Mark Kitto and family; Photo: Eric Leleu
Death and taxes. You know how the saying goes. I’d like to add a third certainty: you’ll never become Chinese, no matter how hard you try, or want to, or think you ought to. I wanted to be Chinese, once. I don’t mean I wanted to wear a silk jacket and cotton slippers, or a Mao suit and cap and dye my hair black and proclaim that blowing your nose in a handkerchief is disgusting. I wanted China to be the place where I made a career and lived my life. For the past 16 years it has been precisely that. But now I will be leaving.
I won’t be rushing back either. I have fallen out of love, woken from my China Dream. “But China is an economic miracle: record number of people lifted out of poverty in record time… year on year ten per cent growth… exports… imports… infrastructure… investment…saved the world during the 2008 financial crisis…” The superlatives roll on. We all know them, roughly.
Don’t you think, with all the growth and infrastructure, the material wealth, let alone saving the world like some kind of financial whizz James Bond, that China would be a happier and healthier country? At least better than the country emerging from decades of stultifying state control that I met and fell in love with in 1986 when I first came here as a student? I don’t think it is.
When I arrived in Beijing for the second year of my Chinese degree course, from London University’s School of Oriental and African Studies (SOAS), China was communist. Compared to the west, it was backward. There were few cars on the streets, thousands of bicycles, scant streetlights, and countless donkey carts that moved at the ideal speed for students to clamber on board for a ride back to our dormitories.

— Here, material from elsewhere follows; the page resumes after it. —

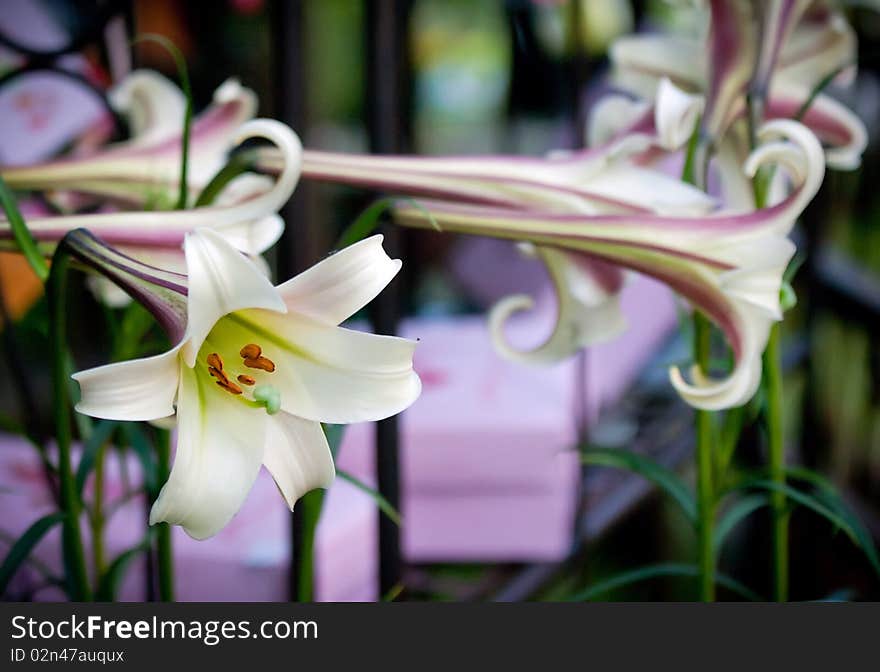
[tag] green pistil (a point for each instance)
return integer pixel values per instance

My “responsible teacher” (a cross between a housemistress and a parole officer) was a fearsome former Red Guard nicknamed Dragon Hou. The basic necessities of daily life: food, drink, clothes and a bicycle, cost peanuts. We lived like kings—or we would have if there had been anything regal to spend our money on. But there wasn’t. One shop, the downtown Friendship Store, sold coffee in tins.